Her eyes glared at Basine. With an effort she controlled her voice. She continued in a passionate whisper.

"Don't you understand that yet? After all I've shown you. If you want to get ahead, I can make you anything. Do you hear that? Anything.... I can make you a leader ... a king. All you must learn is the way of turning people into swine...."

"Please Doris, you get too excited. Please...."

"Into swine and swine crusades. We'll find ways of bringing them together and the more swinish you can make people become, yes, the more you can make them spew and shriek, the holier will become the cause of this spewing and shrieking. These are elementals and you must trust me.

Do you hear?"

Her fingers were cold. They had closed on his hand. He shuddered. Crazy ... poor Doris. Gone queer with something. Yet he found himself listening, her chill fingers startling his flesh. Out of her ravings there might issue at any minute the thing he was always looking for ...

a way to get ahead.

"Little crusades like this," she went on, "are all right. But private banks are only a detail. And besides the idea is too concrete to terrify people and bring out the full hysteria of their cowardice. What we need is something vague--that has no facts to handicap it. Something you can lie about wildly and frighten them with so that their bowels weaken.

Please, drop the thing now. You must...."

"Doris, you get too excited. Let's talk sense instead of getting excited like this."

He patted her hand and returned her stare uncomfortably. He wanted to ask her why she was interested in his getting ahead, in making him a leader. She had paused. Basine felt himself nauseated by the intensity of her words that continued to ring in his ears. Her anger and the viciousness of her phrases brought her too close to him. He could almost see something behind the glare of her dark eyes.
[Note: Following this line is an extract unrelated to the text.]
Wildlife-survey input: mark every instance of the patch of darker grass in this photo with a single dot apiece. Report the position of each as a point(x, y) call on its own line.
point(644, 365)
"Oh, you're not interested in progress and civilization," she resumed mockingly. Her words seemed more controlled. He noticed that she jerked her hand away. "Because if you were you would see that progress and civilization are the results of the terror of the mob. It's when they get frightened of something and throw themselves at it with their eyes shut and their hair on end, that institutions are born ... that new platitudes are set up in heaven. And the secret is this--the worse swine you can turn them into, the holier will be the things they do. Listen, I'll tell you.... You must do as I say.... You must believe me...."

She had risen. Her hand was on his shoulder and her eyes burned over him. He felt a bit fearful and impatient. To a point, her talk was interesting. But after that it became like raving.